A Throne of Ruin (Deliciously Dark Fairytales 2)
Page 69
I screwed up my face. I’m not following.
What is more powerful than a species’ biological need to procreate? It’s built in. And an alpha like him, with the attraction he has for us—he’s going to feel it incredibly strongly.
So you think his desperation to procreate is somehow going to break through the curse? I asked.
She took a moment, and it felt like she was gathering herself.
This is what I know, she finally thought, and I could tell she was trying to work things out. Trying to figure out her own constraints. Of all the shifters in this whole kingdom, only one was powerful enough, and headstrong enough, to batter his way through the curse’s hold and force a change. That shouldn’t have been possible, and that dragon took great damage, but they still managed it. Their will to remain together was stronger than the curse’s magic.
She paused, and I waited for her to continue.
When I gather enough power to shift, intent on forcing your hand to do something I want, that happens by drawing on the primal urges within me. To shift. To mate. To claim and be claimed. It’s all primal. It’s all built in. The dragon showed me how, and drawing on it shaves away the hold the curse has on us. Now there is this frenzy to mate, to build a family, and the compulsion is ten times stronger for some reason. I can feel it. I know he can. He will move mountains to see it done. He will be an unstoppable force. The man needs that if he is going to survive. We need it. The kingdom needs it. Plus, I want it. I want him.
I shook my head and stared at the ceiling. Why all of a sudden is this a thing?
Because all of a sudden it became a possibility, idiot. Someone didn’t bother warding off pregnancy with the tea, and that fact has incited the dragon. I doubt he knows the details on how this stuff works, so he’s going to try to load you up with his seed to make sure it takes.
Ew, I thought. I might want a family someday, but I did not want to think of it in those terms.
It was the dragon that set me off, and now I’m buzzing with the frenzy to mate. Or maybe he’s buzzing with it and I’m all for it? It’s all one big, delicious, turbulent jumble of need and longing, and I want to sink down into it and lose myself.
I thought back to Nyfain’s anger when he realized I wasn’t taking the tea. To his outburst. To how that made me feel.
Well, don’t, I thought, another tear slipping down. I won’t try to incite him with this.
Not even to give him desperately needed access to more power?
I shook my head, suddenly exhausted. Nyfain doesn’t want to claim me. He sure as shit doesn’t want to get me with child. I’m sure I’ll bleed soon, and that’s the end of it. The way past this curse isn’t fucking with that dragon’s head. He’s crazy enough.
My animal settled down grumpily, and I continued to watch the sky.

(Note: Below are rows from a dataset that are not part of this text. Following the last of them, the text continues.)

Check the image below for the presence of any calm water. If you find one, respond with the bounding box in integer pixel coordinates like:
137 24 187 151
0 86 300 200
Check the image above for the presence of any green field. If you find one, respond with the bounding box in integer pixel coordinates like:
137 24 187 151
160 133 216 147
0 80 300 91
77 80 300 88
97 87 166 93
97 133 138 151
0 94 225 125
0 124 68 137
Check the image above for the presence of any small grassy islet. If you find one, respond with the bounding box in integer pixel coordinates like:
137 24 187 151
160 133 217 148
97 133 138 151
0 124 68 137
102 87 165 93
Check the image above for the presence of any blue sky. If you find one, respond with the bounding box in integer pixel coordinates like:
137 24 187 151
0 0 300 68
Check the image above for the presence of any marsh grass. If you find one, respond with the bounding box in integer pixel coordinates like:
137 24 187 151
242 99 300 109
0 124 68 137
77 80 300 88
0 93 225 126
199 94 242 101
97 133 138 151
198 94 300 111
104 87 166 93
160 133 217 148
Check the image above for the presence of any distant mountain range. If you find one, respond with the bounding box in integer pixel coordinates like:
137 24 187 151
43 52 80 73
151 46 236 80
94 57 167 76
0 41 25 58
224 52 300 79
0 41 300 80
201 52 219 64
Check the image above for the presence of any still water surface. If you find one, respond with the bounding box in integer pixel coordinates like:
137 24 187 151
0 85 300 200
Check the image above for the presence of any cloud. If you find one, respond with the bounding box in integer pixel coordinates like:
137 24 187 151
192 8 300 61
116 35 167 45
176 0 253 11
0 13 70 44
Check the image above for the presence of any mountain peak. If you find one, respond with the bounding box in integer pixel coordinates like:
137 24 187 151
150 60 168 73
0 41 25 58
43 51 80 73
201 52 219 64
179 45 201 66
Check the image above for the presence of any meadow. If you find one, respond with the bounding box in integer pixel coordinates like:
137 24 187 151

Regardless of his reasons, Nyfain had handled that situation badly. I had to own that it had hurt, how he’d treated me. I might make allowances for some outbursts, but that one had crossed the line. I planned to make sure he knew it.
The next afternoon, after preparing everything for a harvest that night, I stepped into the garden by way of the wall. I did not plan to go through the queen’s chambers in case Nyfain was in there for some reason, probably staring at that wilting rosebush and brooding. He did that well, the brooding. It was his trademark.
“How goes it, boys?” I asked, sizing up the rosebushes. Soon I’d be ready to tackle those suckers. I wanted to attend to the everlass, but after that, these bushes were going to get my full attention.
Hadriel straightened up and grabbed his back. “Good, I think. But Jawson doesn’t think this soil is the best.”
Jawson was on his hands and knees weeding the area by the wall. He used the wall to straighten up to his knees so he could look at me.
“It’s a little too acidic, Miss Finley, if I had to guess.” He took a handful and let it run out the side of his palm.
“He is definitely guessing,” Gyril announced, hacking at a blackberry root. “He hasn’t brought out any of his little machines or anything.”
“I’ve been doing this all of my life, young man, and I know about soil.”
“Yeah, but given you are still alive, you’ve been doing a mediocre job all of your life,” Hadriel said, looking over the ground. He bent to scoop out another couple of weeds he’d missed.
“Mediocrity ends now,” I said, and power rode my words. I wouldn’t be hiding that, either. I was letting my lady balls hang out, and they were big and beautiful, and, unlike a man’s, they liked it rough.